— Чувствую, это дело меня затянет… У твоей жены никого нет на фронте?
— Какие-то дальние кузены, с которыми мы никогда не видимся. В общем, из близких — никого.
— Как ты с ней познакомился?
— О, это довольно романтическая история.
Жевинь внимательно разглядывал бокал, вертя его в пальцах: он подбирал слова. Вечная его боязнь показаться смешным — некогда она его парализовывала, и он нередко проваливал устные экзамены. Наконец он решился.
— Я встретил ее в Риме во время деловой поездки. Мы остановились в одном отеле.
— В каком?
— В «Континентале».
— Что она делала в Риме?
— Изучала живопись. На мой взгляд, она недурно рисует. Но ты сам понимаешь, какой из меня знаток…
— Она занималась, чтобы преподавать, давать уроки?
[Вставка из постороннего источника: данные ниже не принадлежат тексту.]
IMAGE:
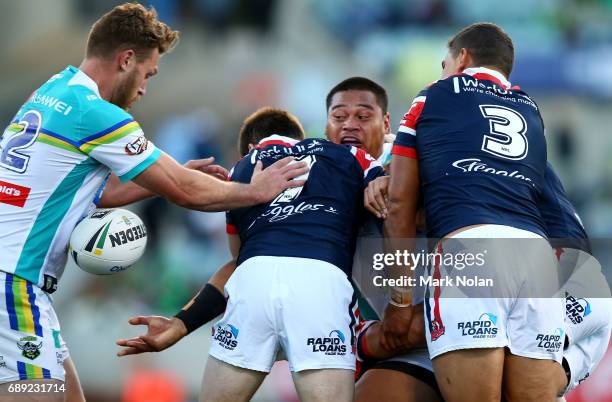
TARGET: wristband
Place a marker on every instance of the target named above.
(207, 304)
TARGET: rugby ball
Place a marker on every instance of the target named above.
(108, 241)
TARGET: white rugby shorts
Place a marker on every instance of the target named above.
(528, 326)
(301, 307)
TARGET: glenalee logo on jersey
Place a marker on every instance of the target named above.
(484, 327)
(122, 237)
(551, 342)
(332, 345)
(576, 309)
(291, 194)
(13, 194)
(30, 347)
(138, 146)
(101, 214)
(226, 335)
(280, 213)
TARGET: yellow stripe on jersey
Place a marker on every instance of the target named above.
(121, 132)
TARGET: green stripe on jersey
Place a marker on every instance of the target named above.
(39, 239)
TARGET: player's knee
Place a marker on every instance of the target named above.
(325, 385)
(541, 380)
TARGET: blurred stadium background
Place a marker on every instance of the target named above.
(238, 55)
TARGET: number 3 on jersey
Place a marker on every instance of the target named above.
(507, 137)
(19, 136)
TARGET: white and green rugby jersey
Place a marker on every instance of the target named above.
(54, 156)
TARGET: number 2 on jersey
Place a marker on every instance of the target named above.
(17, 137)
(507, 137)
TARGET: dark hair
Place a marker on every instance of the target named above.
(360, 84)
(265, 122)
(488, 45)
(130, 26)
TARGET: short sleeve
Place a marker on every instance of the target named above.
(405, 141)
(115, 139)
(371, 167)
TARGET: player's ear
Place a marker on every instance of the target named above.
(126, 58)
(386, 122)
(464, 59)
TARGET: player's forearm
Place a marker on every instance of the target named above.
(373, 347)
(222, 196)
(120, 194)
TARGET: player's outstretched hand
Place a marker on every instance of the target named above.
(375, 196)
(403, 328)
(206, 166)
(283, 174)
(161, 333)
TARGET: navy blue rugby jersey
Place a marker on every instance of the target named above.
(481, 151)
(563, 224)
(320, 219)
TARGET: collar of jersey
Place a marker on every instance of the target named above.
(276, 139)
(80, 78)
(482, 73)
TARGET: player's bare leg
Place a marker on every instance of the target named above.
(528, 380)
(74, 392)
(34, 391)
(393, 386)
(470, 374)
(325, 385)
(226, 383)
— Да ты что!.. Для собственного удовольствия. У нее никогда не было необходимости зарабатывать себе на жизнь. Представь себе, в восемнадцать лет у нее уже был собственный автомобиль. Ее отец был крупным промышленником.
Жевинь повернулся на каблуках и направился назад в кабинет. Флавьер отметил его уверенную поступь. Прежде у него была вихляющаяся походка, этакое заикание всем телом. Деньги жены его преобразили.
— Она по-прежнему рисует?
— Нет. Постепенно забросила это занятие… Времени не хватало. Ты же знаешь, парижанки так заняты!
— Гм… но ведь должны же приступы, о которых ты рассказываешь, иметь какую-то реальную причину. Припомни-ка, не послужило ли толчком ко всему этому какое-нибудь происшествие?.. Ссора, например… Или плохое известие… Да ты наверняка и сам думал об этом.
— Черт побери, конечно же думал!.. Но ничего такого не вспомнил. Не забывай, часть недели я провожу в Гавре.
— А эти приступы рассеянности — ну, когда она замыкается в себе — они начались, когда ты был в Гавре?
— Нет, я был здесь. Помнится, приехал я как-то в субботу. Мадлен была по обыкновению весела. Лишь к вечеру она впервые показалась мне странной. Но в тот раз я не придал этому особого значения. Я и сам здорово устал.
— А раньше?
— Раньше?.. На нее иногда находило плохое настроение, но это, конечно, не идет ни в какое сравнение с тем, что стало твориться с ней в последнее время.
— Ты уверен, что в ту субботу не произошло ничего из ряда вон выходящего?
— На все сто. По самой простой причине: весь день мы были вместе. Я приехал утром, часов в десять. Мадлен только что встала. Мы немного поболтали… не спрашивай о чем — таких мелочей я, естественно, не помню. Да и с чего бы мне было обращать на это внимание? Помню, обедали мы дома.
— Где ты живешь?
— Как?.. Ах да, мы же с тех пор не виделись… Я купил дом на проспекте Клебера, в двух шагах от площади Согласия… Вот моя визитная карточка.
— Благодарю.
— После обеда мы вышли из дому… Кажется, я должен был повидаться кое с кем из министерства… Потом прогулялись до Оперы. Вот и все! Ничем не примечательный день.
— А приступ?
— Он случился к концу ужина.
— Ты можешь назвать мне точную дату?
— Дату? Сейчас попробую…
Жевинь взял со стола блокнот и принялся его листать.
— Похоже, это было в феврале, — пробормотал он. — В конце месяца, потому что на последнюю субботу у меня была назначена важная встреча. Суббота была двадцать шестого. Да-да, это произошло двадцать шестого февраля.
Флавьер уселся на подлокотник кресла подле Жевиня.
— Почему ты обратился именно ко мне?
Жевинь вновь стиснул ладони. Он избавился почти от всех своих привычек, но эта осталась. Когда ему приходилось туго, он цеплялся за самого себя.
— Ты всегда был мне другом… — пробормотал он. — И к тому же, я вспомнил, что ты в свое время увлекался психологией, всякой мистикой. А что ты мне предлагаешь? Заявить в полицию?
Заметив, что губы Флавьера дрогнули, он прибавил:
— Как раз потому, что ты служил в полиции, я и обратился к тебе.
— Да, — произнес Флавьер, поглаживая кожаную обивку кресла, — я ушел из полиции. — Он вскинул голову. — Знаешь почему?